For $f(n) = (2^n +n^n)(n^3+n\text{log}(n^n))$, what is the tightest big-O estimate?
My attempt is the following:
We can break this into two product statements: $(2^n +n^n) \text{ and }(n^3+n\text{log}(n^n))$
Focusing on the left most: $(2^n + n^n) \le (n^n + n^n) \text{ then } O(n^n)$
Now the right most: $n^3+n\text{log}(n^n) \rightarrow n^3 + n^2\text{log}(n) \le n^3 + n^3 \text{ then } O(n^3)$
Then all together we have: $O(n^{n+3})$
Is this the correct way to calculate this? Super new to this, and I have to admit, getting to the $O$ estimation is... strange, and I don't feel like my justification is correct.

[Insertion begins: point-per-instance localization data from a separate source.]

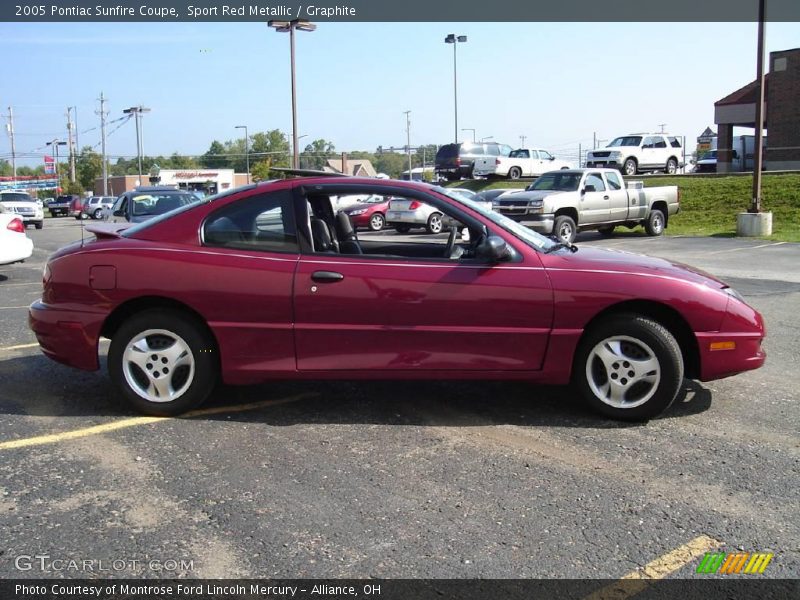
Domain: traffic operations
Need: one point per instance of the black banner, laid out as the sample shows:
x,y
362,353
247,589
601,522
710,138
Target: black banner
x,y
733,587
388,10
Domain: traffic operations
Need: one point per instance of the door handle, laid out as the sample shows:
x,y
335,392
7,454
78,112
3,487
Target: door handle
x,y
326,276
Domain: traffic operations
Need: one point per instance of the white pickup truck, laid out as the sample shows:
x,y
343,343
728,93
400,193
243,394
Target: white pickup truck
x,y
522,162
561,203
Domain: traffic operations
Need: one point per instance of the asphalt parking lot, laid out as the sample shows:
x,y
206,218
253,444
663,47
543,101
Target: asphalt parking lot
x,y
403,479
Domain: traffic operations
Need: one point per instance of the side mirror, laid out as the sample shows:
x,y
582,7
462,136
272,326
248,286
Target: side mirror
x,y
493,249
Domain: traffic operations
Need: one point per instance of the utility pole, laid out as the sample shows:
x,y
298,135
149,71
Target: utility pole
x,y
408,140
103,112
71,145
137,113
10,127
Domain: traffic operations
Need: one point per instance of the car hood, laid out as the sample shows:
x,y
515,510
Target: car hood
x,y
604,259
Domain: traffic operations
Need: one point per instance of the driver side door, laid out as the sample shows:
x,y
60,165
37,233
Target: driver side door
x,y
419,310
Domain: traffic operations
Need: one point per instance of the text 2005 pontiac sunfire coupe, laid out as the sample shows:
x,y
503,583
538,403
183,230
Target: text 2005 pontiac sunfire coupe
x,y
268,282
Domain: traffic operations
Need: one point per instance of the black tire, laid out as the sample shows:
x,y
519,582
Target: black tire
x,y
655,223
194,383
597,370
377,222
564,229
435,223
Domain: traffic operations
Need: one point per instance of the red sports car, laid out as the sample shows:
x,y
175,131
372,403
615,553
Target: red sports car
x,y
267,282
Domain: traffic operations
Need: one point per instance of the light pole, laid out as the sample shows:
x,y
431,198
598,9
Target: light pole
x,y
455,39
246,149
283,27
137,112
56,143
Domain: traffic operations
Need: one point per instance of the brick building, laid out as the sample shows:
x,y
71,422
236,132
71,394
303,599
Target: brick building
x,y
781,114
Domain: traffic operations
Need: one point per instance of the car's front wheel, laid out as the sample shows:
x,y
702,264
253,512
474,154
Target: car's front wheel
x,y
163,361
629,367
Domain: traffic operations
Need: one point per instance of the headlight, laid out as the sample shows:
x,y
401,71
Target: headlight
x,y
734,294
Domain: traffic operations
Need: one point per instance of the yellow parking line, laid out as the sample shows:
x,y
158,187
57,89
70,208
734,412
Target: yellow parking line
x,y
636,581
19,347
136,421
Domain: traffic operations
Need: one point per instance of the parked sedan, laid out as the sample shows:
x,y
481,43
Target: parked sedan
x,y
15,245
369,213
266,282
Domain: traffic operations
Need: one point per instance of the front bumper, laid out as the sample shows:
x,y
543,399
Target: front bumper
x,y
67,336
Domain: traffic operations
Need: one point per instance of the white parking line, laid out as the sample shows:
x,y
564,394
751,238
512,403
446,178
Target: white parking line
x,y
770,245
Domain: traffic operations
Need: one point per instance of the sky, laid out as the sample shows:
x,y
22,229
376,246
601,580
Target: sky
x,y
558,84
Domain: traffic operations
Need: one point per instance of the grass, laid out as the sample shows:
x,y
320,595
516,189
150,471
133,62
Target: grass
x,y
709,205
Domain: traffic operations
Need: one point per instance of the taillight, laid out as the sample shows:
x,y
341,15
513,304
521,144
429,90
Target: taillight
x,y
16,225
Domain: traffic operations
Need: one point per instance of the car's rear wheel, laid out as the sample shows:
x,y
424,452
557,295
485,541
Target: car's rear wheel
x,y
163,361
435,223
655,223
377,222
629,367
565,229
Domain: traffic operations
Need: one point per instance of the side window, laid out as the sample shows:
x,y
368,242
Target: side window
x,y
596,180
613,181
263,223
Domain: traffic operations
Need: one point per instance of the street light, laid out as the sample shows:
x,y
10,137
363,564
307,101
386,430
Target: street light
x,y
56,143
455,39
137,113
246,149
283,27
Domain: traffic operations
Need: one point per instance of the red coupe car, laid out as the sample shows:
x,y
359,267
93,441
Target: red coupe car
x,y
267,282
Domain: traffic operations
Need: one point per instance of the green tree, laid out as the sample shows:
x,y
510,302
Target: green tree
x,y
88,167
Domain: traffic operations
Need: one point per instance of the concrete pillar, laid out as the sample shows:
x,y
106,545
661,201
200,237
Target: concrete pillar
x,y
724,148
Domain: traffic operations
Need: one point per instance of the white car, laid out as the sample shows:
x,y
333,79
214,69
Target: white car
x,y
24,205
15,245
638,152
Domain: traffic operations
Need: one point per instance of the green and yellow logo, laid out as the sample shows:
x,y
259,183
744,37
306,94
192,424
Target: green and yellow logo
x,y
734,562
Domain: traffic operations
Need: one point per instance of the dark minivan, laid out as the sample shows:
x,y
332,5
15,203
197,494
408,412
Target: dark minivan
x,y
454,161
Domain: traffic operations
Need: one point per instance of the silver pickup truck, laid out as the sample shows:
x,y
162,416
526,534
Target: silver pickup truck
x,y
564,202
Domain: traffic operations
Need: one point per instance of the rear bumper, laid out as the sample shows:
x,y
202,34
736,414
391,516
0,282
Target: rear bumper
x,y
66,336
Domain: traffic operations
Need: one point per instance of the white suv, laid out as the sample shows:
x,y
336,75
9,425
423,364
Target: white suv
x,y
638,152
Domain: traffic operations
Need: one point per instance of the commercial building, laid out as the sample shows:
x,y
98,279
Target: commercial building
x,y
207,181
781,114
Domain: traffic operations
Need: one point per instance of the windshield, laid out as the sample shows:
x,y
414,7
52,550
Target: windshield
x,y
15,197
629,140
158,203
522,233
559,181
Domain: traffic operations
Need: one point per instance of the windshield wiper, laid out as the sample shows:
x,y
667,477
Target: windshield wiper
x,y
560,245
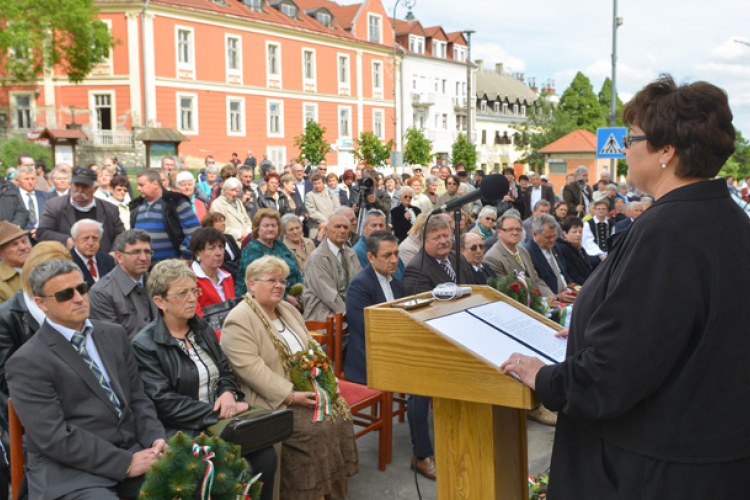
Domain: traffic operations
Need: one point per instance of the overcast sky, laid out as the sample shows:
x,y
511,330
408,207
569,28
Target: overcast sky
x,y
546,39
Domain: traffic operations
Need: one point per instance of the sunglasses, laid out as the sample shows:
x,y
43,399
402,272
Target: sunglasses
x,y
69,293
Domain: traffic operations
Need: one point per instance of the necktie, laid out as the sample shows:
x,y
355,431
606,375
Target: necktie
x,y
448,269
79,343
32,211
92,269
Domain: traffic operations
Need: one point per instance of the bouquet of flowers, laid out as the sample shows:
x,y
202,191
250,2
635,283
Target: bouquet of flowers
x,y
519,288
312,372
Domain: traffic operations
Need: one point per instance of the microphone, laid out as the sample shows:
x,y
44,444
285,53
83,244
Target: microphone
x,y
492,189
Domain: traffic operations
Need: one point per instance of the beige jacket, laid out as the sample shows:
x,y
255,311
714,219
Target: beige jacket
x,y
253,356
320,293
238,221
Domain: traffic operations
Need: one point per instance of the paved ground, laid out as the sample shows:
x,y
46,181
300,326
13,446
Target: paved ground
x,y
397,482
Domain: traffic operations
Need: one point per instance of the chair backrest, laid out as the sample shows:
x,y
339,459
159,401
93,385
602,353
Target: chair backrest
x,y
325,339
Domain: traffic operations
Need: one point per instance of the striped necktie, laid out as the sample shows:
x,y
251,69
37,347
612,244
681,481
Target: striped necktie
x,y
79,343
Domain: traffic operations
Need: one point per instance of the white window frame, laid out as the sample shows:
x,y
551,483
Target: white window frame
x,y
377,86
189,65
347,83
273,76
194,97
242,132
350,124
371,16
314,79
375,114
14,109
311,105
93,118
269,132
236,72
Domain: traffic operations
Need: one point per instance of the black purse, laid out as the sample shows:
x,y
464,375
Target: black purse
x,y
255,429
215,314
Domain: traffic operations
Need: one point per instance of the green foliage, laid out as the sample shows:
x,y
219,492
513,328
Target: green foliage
x,y
44,33
581,104
179,473
10,149
312,144
465,151
738,164
370,150
417,148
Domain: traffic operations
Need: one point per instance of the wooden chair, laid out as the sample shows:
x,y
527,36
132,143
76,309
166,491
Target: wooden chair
x,y
371,409
15,431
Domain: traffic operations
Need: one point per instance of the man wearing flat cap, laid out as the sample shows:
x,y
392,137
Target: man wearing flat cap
x,y
14,248
62,212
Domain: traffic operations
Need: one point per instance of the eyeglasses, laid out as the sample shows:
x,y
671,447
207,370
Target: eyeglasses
x,y
182,295
138,252
274,281
69,293
628,140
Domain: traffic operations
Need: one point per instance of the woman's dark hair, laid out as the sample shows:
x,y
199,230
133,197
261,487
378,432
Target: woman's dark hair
x,y
571,222
694,118
205,236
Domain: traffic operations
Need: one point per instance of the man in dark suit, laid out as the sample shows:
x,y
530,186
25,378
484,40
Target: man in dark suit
x,y
545,254
60,213
472,249
536,191
94,264
91,432
439,260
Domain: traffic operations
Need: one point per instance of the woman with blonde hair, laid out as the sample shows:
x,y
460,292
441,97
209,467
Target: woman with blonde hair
x,y
260,337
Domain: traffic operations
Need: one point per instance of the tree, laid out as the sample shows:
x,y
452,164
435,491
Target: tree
x,y
465,151
312,144
581,104
417,148
40,34
605,99
370,150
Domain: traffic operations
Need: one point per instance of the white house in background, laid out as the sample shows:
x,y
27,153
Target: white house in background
x,y
434,83
502,101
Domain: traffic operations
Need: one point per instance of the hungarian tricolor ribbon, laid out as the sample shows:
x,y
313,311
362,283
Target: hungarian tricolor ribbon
x,y
208,477
322,400
521,277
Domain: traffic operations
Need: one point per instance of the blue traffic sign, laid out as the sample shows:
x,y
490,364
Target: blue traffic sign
x,y
609,142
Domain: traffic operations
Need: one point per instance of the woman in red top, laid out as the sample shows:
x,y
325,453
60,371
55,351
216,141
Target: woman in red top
x,y
215,284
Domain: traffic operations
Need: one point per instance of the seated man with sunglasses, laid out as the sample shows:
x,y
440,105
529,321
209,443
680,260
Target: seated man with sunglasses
x,y
121,297
91,432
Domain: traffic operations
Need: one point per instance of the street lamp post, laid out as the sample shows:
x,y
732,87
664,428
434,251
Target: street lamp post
x,y
398,135
468,34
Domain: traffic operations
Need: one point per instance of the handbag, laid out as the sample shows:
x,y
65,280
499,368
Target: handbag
x,y
255,429
215,314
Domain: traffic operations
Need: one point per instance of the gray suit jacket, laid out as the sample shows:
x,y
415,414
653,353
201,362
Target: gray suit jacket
x,y
502,262
320,293
116,298
74,437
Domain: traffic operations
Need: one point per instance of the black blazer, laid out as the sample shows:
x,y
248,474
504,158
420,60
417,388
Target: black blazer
x,y
543,268
170,377
400,223
364,290
432,274
104,264
74,437
578,263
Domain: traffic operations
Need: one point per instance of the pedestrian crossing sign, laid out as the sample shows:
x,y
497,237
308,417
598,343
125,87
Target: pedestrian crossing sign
x,y
609,142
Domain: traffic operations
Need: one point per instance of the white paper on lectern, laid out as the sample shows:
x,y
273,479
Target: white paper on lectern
x,y
488,331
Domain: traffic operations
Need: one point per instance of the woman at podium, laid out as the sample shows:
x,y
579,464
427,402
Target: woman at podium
x,y
652,397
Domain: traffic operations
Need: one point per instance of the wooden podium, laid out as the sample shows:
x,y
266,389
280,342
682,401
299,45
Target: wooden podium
x,y
480,414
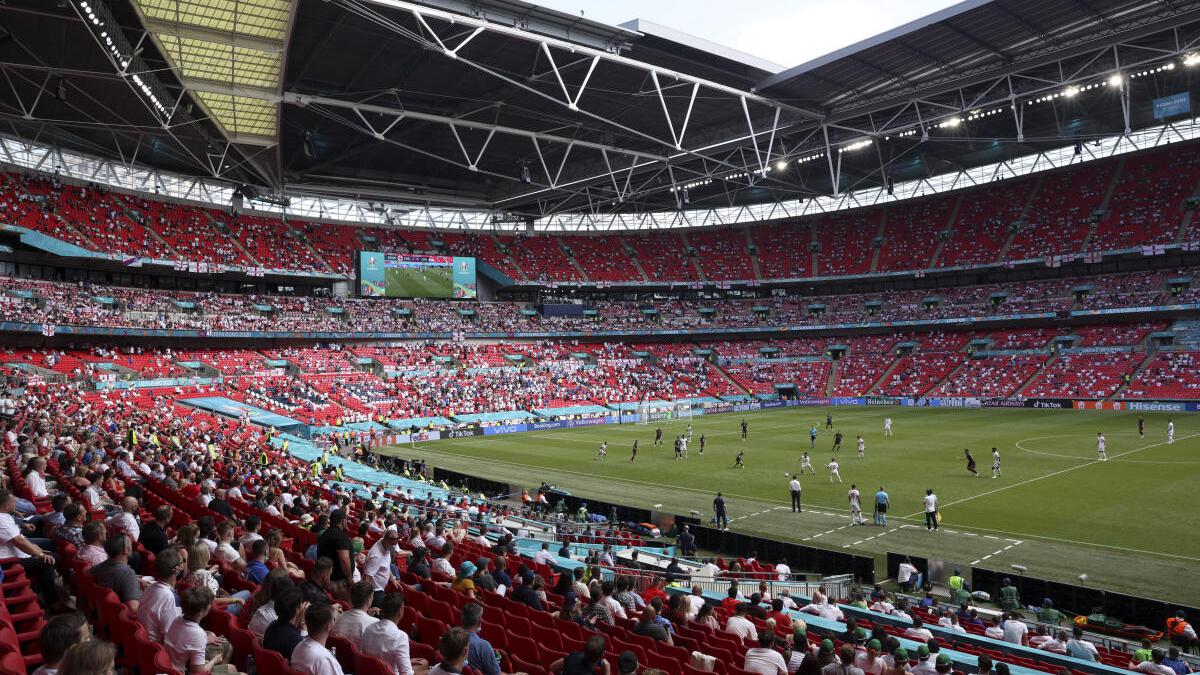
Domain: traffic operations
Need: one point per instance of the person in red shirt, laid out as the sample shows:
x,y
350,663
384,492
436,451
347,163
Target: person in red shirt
x,y
654,591
781,619
731,601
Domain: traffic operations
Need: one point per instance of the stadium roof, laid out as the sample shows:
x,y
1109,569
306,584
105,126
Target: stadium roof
x,y
502,105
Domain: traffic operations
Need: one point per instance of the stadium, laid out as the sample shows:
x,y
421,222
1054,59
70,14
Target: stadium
x,y
394,336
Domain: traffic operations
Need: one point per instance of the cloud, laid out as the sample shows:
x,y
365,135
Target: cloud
x,y
820,27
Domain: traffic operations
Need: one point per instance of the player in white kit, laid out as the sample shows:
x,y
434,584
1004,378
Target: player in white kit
x,y
807,463
856,506
833,470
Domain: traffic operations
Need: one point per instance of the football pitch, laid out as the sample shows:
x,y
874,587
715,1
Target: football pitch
x,y
424,282
1128,523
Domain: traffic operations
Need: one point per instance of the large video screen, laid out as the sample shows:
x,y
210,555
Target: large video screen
x,y
406,275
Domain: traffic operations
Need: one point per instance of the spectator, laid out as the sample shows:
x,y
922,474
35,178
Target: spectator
x,y
335,544
587,662
154,535
192,650
1153,665
763,658
739,626
454,652
115,572
1015,631
264,602
387,640
352,623
311,656
256,568
89,657
1048,614
39,565
845,664
157,609
285,633
59,634
649,627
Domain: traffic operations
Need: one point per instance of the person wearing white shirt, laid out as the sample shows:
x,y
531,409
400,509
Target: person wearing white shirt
x,y
694,602
783,572
186,643
544,556
378,563
1153,665
763,658
739,626
126,521
352,623
1015,631
157,610
35,478
930,511
385,639
918,631
311,656
615,607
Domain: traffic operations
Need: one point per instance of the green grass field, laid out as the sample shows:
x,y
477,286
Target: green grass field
x,y
429,282
1128,524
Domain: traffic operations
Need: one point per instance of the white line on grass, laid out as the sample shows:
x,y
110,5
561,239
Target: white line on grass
x,y
1026,536
1087,463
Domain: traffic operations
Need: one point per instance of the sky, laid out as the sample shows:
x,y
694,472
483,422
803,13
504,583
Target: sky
x,y
785,31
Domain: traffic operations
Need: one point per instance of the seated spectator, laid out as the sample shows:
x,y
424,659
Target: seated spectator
x,y
649,627
591,659
59,634
89,657
39,565
311,656
115,572
352,623
157,609
1153,665
454,646
154,535
763,658
256,568
845,664
463,581
283,634
264,602
387,640
739,626
315,587
192,650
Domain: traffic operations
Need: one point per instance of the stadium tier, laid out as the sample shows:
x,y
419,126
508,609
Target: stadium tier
x,y
442,338
1108,205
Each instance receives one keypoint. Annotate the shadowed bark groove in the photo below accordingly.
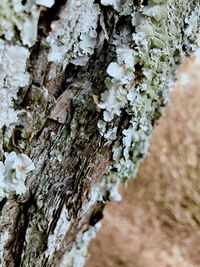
(62, 111)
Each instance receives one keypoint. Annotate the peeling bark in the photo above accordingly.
(82, 86)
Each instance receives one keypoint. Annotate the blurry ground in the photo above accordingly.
(158, 222)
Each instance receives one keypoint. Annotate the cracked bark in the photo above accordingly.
(63, 139)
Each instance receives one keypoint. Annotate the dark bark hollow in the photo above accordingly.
(83, 83)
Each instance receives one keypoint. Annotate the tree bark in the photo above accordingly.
(82, 85)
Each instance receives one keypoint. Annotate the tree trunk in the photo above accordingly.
(82, 85)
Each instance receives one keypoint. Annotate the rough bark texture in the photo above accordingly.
(82, 84)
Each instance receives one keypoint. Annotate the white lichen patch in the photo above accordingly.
(4, 236)
(46, 3)
(73, 36)
(13, 75)
(139, 81)
(13, 173)
(78, 254)
(19, 18)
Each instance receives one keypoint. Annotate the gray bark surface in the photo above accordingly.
(65, 121)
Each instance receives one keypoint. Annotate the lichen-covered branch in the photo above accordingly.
(82, 85)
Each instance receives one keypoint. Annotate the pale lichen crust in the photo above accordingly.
(73, 37)
(140, 79)
(13, 173)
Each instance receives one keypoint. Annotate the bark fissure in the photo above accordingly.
(79, 153)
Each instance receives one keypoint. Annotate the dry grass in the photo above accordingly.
(158, 222)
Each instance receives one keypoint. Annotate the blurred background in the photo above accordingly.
(157, 224)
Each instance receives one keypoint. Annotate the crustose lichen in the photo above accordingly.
(13, 173)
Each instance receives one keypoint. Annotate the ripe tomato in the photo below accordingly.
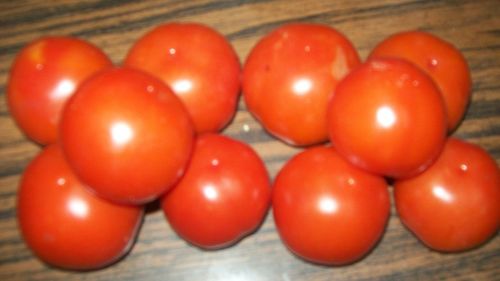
(289, 77)
(440, 60)
(388, 117)
(126, 135)
(43, 76)
(455, 204)
(223, 196)
(64, 224)
(199, 65)
(328, 211)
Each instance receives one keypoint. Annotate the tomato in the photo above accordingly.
(289, 77)
(388, 117)
(64, 224)
(43, 76)
(126, 135)
(199, 65)
(455, 204)
(326, 210)
(223, 196)
(439, 59)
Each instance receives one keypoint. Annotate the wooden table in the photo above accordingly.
(472, 26)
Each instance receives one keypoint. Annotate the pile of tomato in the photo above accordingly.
(118, 137)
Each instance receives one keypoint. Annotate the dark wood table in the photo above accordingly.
(472, 26)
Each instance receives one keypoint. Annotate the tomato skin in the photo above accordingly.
(388, 117)
(64, 224)
(199, 65)
(440, 60)
(126, 135)
(455, 204)
(326, 210)
(289, 77)
(45, 73)
(223, 196)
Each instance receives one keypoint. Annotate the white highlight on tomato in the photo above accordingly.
(385, 117)
(63, 89)
(182, 86)
(121, 133)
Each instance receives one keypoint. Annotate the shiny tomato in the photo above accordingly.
(289, 77)
(388, 117)
(126, 135)
(223, 196)
(199, 65)
(455, 204)
(64, 224)
(328, 211)
(440, 60)
(43, 76)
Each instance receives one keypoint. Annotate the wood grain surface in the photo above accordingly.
(472, 26)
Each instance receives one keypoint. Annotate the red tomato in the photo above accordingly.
(328, 211)
(64, 224)
(44, 75)
(126, 135)
(388, 117)
(440, 60)
(199, 65)
(223, 196)
(455, 204)
(289, 77)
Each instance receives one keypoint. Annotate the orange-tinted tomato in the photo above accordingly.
(198, 64)
(440, 60)
(289, 77)
(43, 76)
(126, 135)
(455, 204)
(64, 224)
(388, 117)
(223, 196)
(328, 211)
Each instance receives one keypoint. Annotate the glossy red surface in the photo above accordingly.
(224, 195)
(198, 64)
(289, 76)
(388, 117)
(127, 135)
(64, 224)
(326, 210)
(455, 204)
(43, 76)
(440, 60)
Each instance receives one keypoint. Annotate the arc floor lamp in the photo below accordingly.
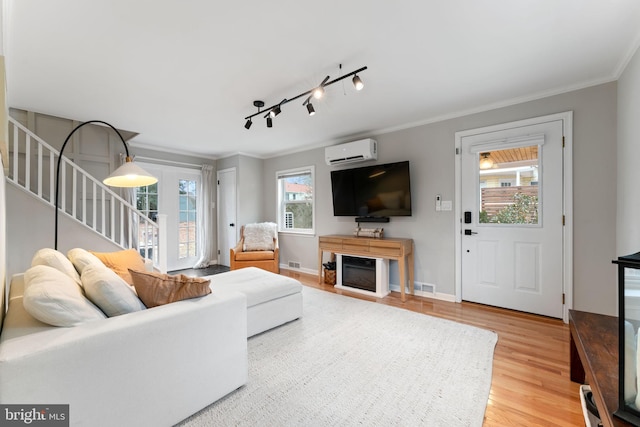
(127, 175)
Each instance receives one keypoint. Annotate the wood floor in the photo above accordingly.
(530, 383)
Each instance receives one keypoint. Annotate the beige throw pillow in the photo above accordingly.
(259, 237)
(156, 289)
(81, 259)
(109, 291)
(121, 262)
(57, 260)
(54, 298)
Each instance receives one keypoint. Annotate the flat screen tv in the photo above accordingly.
(372, 191)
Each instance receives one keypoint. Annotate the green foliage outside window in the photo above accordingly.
(524, 210)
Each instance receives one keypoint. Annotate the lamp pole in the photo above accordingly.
(60, 161)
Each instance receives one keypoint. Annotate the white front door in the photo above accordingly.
(228, 232)
(512, 217)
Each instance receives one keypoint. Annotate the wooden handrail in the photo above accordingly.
(26, 164)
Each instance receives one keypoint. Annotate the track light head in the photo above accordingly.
(318, 92)
(315, 93)
(275, 111)
(357, 82)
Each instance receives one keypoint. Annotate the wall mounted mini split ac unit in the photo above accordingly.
(356, 151)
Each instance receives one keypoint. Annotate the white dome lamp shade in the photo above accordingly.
(129, 175)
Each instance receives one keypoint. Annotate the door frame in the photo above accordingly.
(220, 206)
(567, 200)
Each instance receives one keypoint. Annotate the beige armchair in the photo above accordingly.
(258, 247)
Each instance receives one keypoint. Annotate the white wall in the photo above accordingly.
(430, 149)
(628, 219)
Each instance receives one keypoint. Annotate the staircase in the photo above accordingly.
(87, 201)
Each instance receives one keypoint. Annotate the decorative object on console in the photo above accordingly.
(628, 325)
(368, 232)
(317, 93)
(127, 175)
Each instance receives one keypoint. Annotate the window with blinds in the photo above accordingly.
(295, 200)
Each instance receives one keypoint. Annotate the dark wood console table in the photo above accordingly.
(594, 360)
(400, 250)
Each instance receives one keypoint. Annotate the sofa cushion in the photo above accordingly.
(156, 289)
(258, 285)
(109, 291)
(259, 237)
(53, 297)
(121, 262)
(57, 260)
(81, 258)
(254, 256)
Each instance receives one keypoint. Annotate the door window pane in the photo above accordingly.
(147, 202)
(508, 181)
(187, 218)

The basic strategy is correct, but the way it's normally explain would be slightly different. Since $n\log(n^n)=n^2\log n\in o(n^3)$, $n^3+n\ln(n^n)\in O(n^3)$ (or which is stronger, $n^3+n\ln(n^n)\sim n^3$). Similarly, $2^n\in o(n^n)$ implies $2^n+n^n\sim n^n$. So $f\sim n^{n+3}$. This stronger than $f\in O(n^{n+3})$; it's also sufficient to prove no tighter big-$O$ characterization is possible.